(Final del capítulo I: Una etérea columna de humo violáceo lo envolvía al tiempo
que se extendía por todo el salón y al tiempo que mis relojes parecían
dislocados dando horas y más horas.)
Perpleja en el quicio de la puerta, sin saber la
procedencia de tan extraña y repentina
visión, exclamé: ¡Hay humo! ¡Qué extraño! ¡Algún enchufe! Un momento, por
favor; voy a dar una vuelta por ahí
dentro.
¿Humo?
–preguntó, soltando la revista y
siguiendo con la mirada mis pasos-. Yo no veo nada, pero ¡mire, mire, si
se queda más tranquila!
Con gran ansiedad fui revisando habitación por
habitación. Pero no había nada anormal. No obstante algo me confundía: las
paredes, los muebles, todo lo veía distorsionado, desplazado, borroso, y los
relojes, sin cesar de dar horas y más horas. Me senté en la cama tan cansada y nerviosa que
hasta el suelo parecía ser una ola grande que me impidiera caminar. Mis ojos,
repentinas cataratas de culebrillas luminosas, no podían ver con lucidez. Me
tomé el pulso y mis palpitaciones estaban disparadas.
No sabía si llamar
pidiendo socorro, acostarme o, sencillamente, volver y hablar con aquel extraño
que, con tanta naturalidad, había tomado posesión de mi casa. A punto de
desmayarme estaba cuando, los ladridos de Eolo, desde la cocina, me hicieron
regresar, con gran dificultad, a la realidad.

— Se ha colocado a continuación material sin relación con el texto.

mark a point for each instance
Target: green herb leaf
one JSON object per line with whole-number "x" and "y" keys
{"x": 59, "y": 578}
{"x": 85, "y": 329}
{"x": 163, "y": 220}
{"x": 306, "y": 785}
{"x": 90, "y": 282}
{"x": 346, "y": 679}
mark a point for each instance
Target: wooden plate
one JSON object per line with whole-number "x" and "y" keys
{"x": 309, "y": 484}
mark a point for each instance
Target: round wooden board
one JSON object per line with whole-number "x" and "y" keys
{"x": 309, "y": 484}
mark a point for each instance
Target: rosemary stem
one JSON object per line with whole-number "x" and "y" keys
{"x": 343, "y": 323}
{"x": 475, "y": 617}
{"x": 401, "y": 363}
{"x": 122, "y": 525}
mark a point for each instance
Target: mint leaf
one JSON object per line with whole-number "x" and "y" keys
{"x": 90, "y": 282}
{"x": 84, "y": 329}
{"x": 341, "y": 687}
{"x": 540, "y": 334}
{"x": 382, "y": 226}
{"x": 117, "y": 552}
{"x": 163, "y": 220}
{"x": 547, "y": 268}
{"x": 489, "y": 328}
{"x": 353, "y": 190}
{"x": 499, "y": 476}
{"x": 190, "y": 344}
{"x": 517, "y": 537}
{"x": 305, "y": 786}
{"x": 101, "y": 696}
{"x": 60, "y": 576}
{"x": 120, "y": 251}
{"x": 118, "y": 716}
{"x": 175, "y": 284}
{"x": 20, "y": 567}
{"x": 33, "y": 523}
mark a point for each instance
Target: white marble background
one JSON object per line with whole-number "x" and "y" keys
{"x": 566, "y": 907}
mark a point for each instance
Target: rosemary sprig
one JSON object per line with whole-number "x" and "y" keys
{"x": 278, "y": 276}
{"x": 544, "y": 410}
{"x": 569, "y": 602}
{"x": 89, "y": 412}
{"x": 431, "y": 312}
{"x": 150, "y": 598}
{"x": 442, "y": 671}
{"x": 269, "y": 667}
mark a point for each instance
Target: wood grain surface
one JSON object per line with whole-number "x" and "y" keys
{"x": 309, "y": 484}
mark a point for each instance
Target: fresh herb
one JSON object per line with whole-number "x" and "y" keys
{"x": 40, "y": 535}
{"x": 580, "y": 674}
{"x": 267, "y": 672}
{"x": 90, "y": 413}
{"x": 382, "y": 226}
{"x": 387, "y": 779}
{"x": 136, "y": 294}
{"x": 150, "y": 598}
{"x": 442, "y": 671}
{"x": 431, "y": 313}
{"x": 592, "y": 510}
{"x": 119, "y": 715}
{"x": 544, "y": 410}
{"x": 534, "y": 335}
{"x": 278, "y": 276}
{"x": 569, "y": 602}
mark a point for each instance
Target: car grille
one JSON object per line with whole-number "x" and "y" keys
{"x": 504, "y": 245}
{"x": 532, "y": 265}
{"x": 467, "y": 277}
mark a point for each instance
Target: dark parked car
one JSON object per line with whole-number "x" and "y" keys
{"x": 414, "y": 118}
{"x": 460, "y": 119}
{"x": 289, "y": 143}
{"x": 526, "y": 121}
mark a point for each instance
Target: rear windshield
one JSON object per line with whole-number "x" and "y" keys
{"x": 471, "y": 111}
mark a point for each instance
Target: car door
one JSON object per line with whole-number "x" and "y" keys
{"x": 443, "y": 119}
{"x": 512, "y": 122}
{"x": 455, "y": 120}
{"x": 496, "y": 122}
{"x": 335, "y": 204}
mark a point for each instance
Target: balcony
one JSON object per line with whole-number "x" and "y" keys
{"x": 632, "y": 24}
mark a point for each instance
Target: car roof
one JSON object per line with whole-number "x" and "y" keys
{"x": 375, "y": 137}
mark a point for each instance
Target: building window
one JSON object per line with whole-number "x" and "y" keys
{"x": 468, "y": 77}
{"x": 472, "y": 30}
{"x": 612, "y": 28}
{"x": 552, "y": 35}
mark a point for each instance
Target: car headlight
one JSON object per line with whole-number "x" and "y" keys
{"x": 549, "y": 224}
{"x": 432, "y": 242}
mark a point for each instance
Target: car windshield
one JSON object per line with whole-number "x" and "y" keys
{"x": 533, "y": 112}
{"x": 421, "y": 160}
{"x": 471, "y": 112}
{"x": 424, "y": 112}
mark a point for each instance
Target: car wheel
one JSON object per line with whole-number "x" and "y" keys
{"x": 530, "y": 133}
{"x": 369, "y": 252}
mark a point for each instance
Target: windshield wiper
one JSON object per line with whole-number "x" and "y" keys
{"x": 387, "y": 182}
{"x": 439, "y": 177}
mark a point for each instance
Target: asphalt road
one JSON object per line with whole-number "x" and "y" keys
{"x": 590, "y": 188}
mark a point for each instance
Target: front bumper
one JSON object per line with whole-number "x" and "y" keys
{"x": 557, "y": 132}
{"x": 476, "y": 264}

Y efectivamente, todo estaba normal. La visión de humo
violáceo había desaparecido, los relojes seguían marcando las horas con toda
normalidad y aquel extraño hombre, de pie, junto al balcón, con las manos en
los bolsillos, miraba atentamente el trasiego de la hora en el atrio de la
iglesia. ¡Qué buen sitio tiene, Aurora! –exclamó- Yo diría que el mejor del
pueblo. Desde aquí puede seguir los actos de culto, pero, ¡qué pálida está!
–añadió al volverse frente a mí-. ¿Qué le sucede? ¿Acaso hay algún problema?
¿Se encuentra bien? Si quiere puedo traerle un vaso de agua. ¡Y a propósito! le
he traído un pequeño obsequio; le gustará.
Y
extrajo de un maletín un frasquito de mi perfume favorito. Antes de que me
diera tiempo a decir una palabra, destapando el botecito exclamó: ¡No podía ser
otro para alguien que es luz como usted!
Guardé silencio pero, al exhalar aquel
mi perfume favorito, de nuevo el humo violáceo nubló mis ojos de tal
manera que no pude evitar repetir: ¡me mareo, me caigo, no puedo respira!